The Making Of Law written by William Suarez-Potts and has been published by Stanford University Press this book supported file pdf, txt, epub, kindle and other format this book has been release on 2012-09-26 with History categories.


Despite Porfirio Díaz's authoritarian rule (1877-1911) and the fifteen years of violent conflict typifying much of Mexican politics after 1917, law and judicial decision-making were important for the country's political and economic organization. Influenced by French theories of jurisprudence in addition to domestic events, progressive Mexican legal thinkers concluded that the liberal view of law—as existing primarily to guarantee the rights of individuals and of private property—was inadequate for solving the "social question"; the aim of the legal regime should instead be one of harmoniously regulating relations between interdependent groups of social actors.

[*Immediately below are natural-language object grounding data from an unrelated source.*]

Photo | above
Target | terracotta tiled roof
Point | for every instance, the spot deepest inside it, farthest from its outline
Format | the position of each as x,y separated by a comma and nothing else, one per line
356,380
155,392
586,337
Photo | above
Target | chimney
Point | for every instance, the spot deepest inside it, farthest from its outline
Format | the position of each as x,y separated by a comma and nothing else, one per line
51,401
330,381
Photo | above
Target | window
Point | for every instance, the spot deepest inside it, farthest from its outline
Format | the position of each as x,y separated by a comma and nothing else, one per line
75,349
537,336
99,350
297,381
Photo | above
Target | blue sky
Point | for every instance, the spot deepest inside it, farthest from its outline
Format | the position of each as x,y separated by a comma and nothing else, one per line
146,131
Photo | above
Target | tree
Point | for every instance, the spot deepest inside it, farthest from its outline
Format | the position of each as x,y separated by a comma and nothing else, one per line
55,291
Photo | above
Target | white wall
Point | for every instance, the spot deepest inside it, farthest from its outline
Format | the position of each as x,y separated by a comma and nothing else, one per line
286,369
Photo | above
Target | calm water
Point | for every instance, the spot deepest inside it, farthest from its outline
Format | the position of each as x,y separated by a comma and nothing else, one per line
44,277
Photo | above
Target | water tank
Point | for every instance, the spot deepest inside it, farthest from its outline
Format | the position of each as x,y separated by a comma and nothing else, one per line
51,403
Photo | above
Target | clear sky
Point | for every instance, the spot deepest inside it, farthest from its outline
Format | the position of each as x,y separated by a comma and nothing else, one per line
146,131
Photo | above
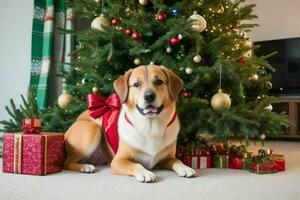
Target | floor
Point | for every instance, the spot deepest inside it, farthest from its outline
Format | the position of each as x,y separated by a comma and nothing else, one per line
209,184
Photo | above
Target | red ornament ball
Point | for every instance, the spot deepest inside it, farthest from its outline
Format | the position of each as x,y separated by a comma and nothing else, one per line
115,21
136,36
161,16
174,41
187,94
128,31
243,60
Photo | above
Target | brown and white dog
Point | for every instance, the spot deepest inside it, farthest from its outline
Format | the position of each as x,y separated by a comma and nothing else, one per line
148,95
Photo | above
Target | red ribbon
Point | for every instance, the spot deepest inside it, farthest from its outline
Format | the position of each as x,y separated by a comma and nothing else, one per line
98,105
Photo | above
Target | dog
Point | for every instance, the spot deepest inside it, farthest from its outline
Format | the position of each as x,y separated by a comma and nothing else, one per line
147,128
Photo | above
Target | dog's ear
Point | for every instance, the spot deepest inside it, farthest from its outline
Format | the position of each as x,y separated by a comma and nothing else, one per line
121,86
174,83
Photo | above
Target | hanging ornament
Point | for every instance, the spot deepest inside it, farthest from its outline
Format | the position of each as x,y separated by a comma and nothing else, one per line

This book argues that the federal judiciary's adjudication of labor disputes and its elaboration of new legal principles played a significant part in the evolution of Mexican labor law and the nation's political and social compact. Indeed, this conclusion might seem paradoxical in a country with a civil law tradition, weak judiciary, authoritarian government, and endemic corruption. Suarez-Potts shows how and why judge-made law mattered, and why contemporaries paid close attention to the rulings of Supreme Court justices in labor cases as the nation's system of industrial relations was established.